Friday, March 18, 2011

C.I.A. Drones Kill Civilians in Pakistan

ONE day after a CIA contractor (Raymond Davis) was absolved by a Pakistani court of a double murder charge, Pakistan and US relations were plunged into a new crisis over a CIA-directed drone missile strike that Pakistan said killed at least 36 civilians. Here is some background to the case involving the former special forces soldier.

Salman Masood reported from Islamabad, and Pir Zubair Shah from New York.

Several missiles fired from American drone aircraft on Thursday struck a meeting of local people in northwest Pakistan who had gathered with Taliban mediators to settle a dispute over a chromite mine. The attack, a Pakistani intelligence official said, killed 26 of 32 people present, some of them Taliban fighters, but the majority elders and local people not attached to the militants.
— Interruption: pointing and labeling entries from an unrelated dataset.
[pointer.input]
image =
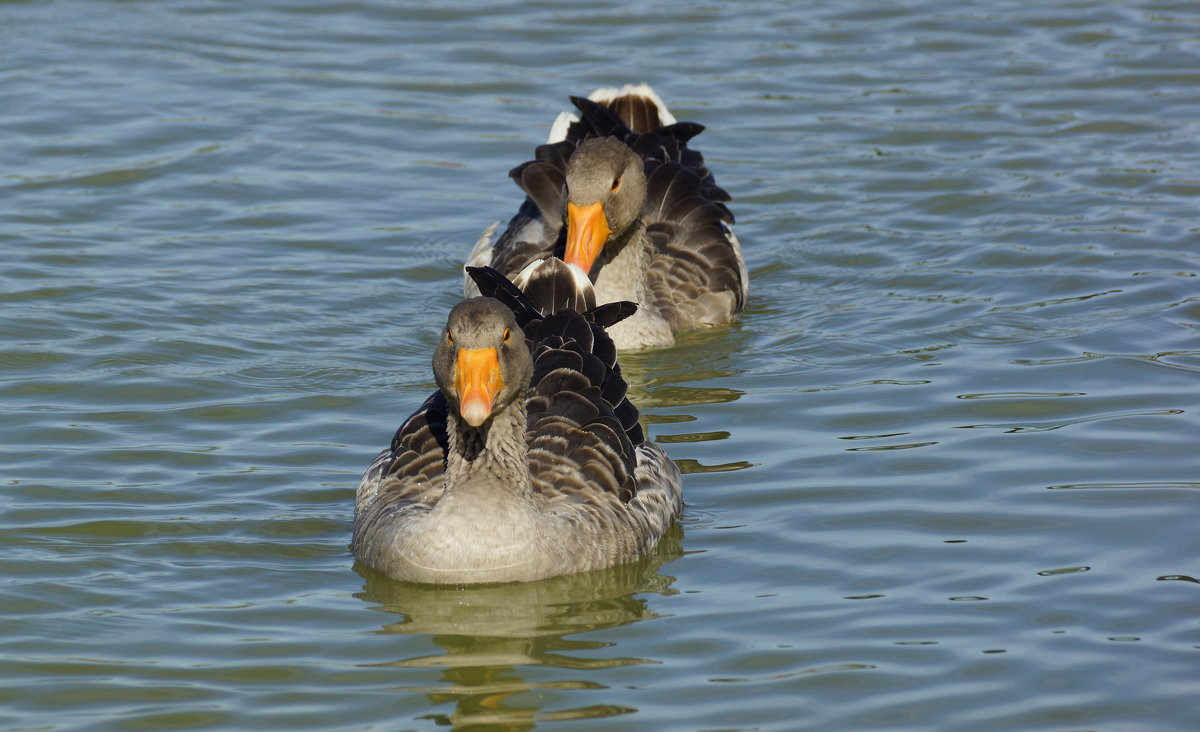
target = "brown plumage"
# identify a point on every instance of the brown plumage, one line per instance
(618, 192)
(529, 467)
The Pakistani military chief, Gen. Ashfaq Parvez Kayani, issued an unusual and unusually strong condemnation of the attack. “It is highly regrettable that a jirga of peaceful citizens, including elders of the area, was carelessly and callously targeted with complete disregard to human life,” the statement said.
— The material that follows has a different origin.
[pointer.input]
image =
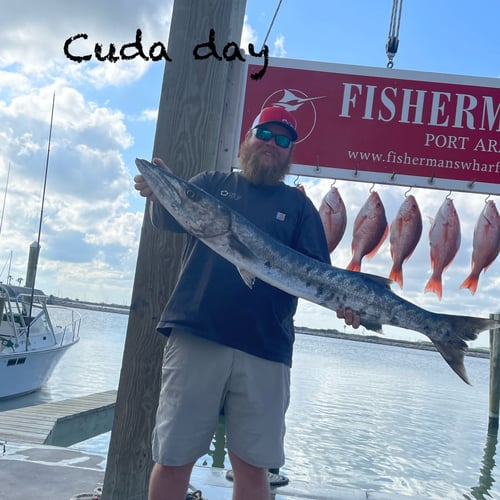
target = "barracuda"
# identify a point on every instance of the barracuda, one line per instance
(257, 255)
About four missiles fired from one or more drones hit the meeting, known as a jirga, of two tribes and Taliban mediators who had gathered on open ground at a market in Datta Khel, in North Waziristan, according to two residents who live nearby in Miram Shah.

“The Taliban will never gather in such a large number in broad daylight to be targeted by the drones,” according to a resident who did not want to be identified for fear of running afoul of the militants. “It has been a big mistake to target the jirga, as it will have severe consequences.”

The drone strikes on Thursday were the second such barrage in two days in Datta Khel, and the sixth in the tribal areas in the past week, according to The Long War Journal, a Web site that monitors the wars in Afghanistan and Pakistan.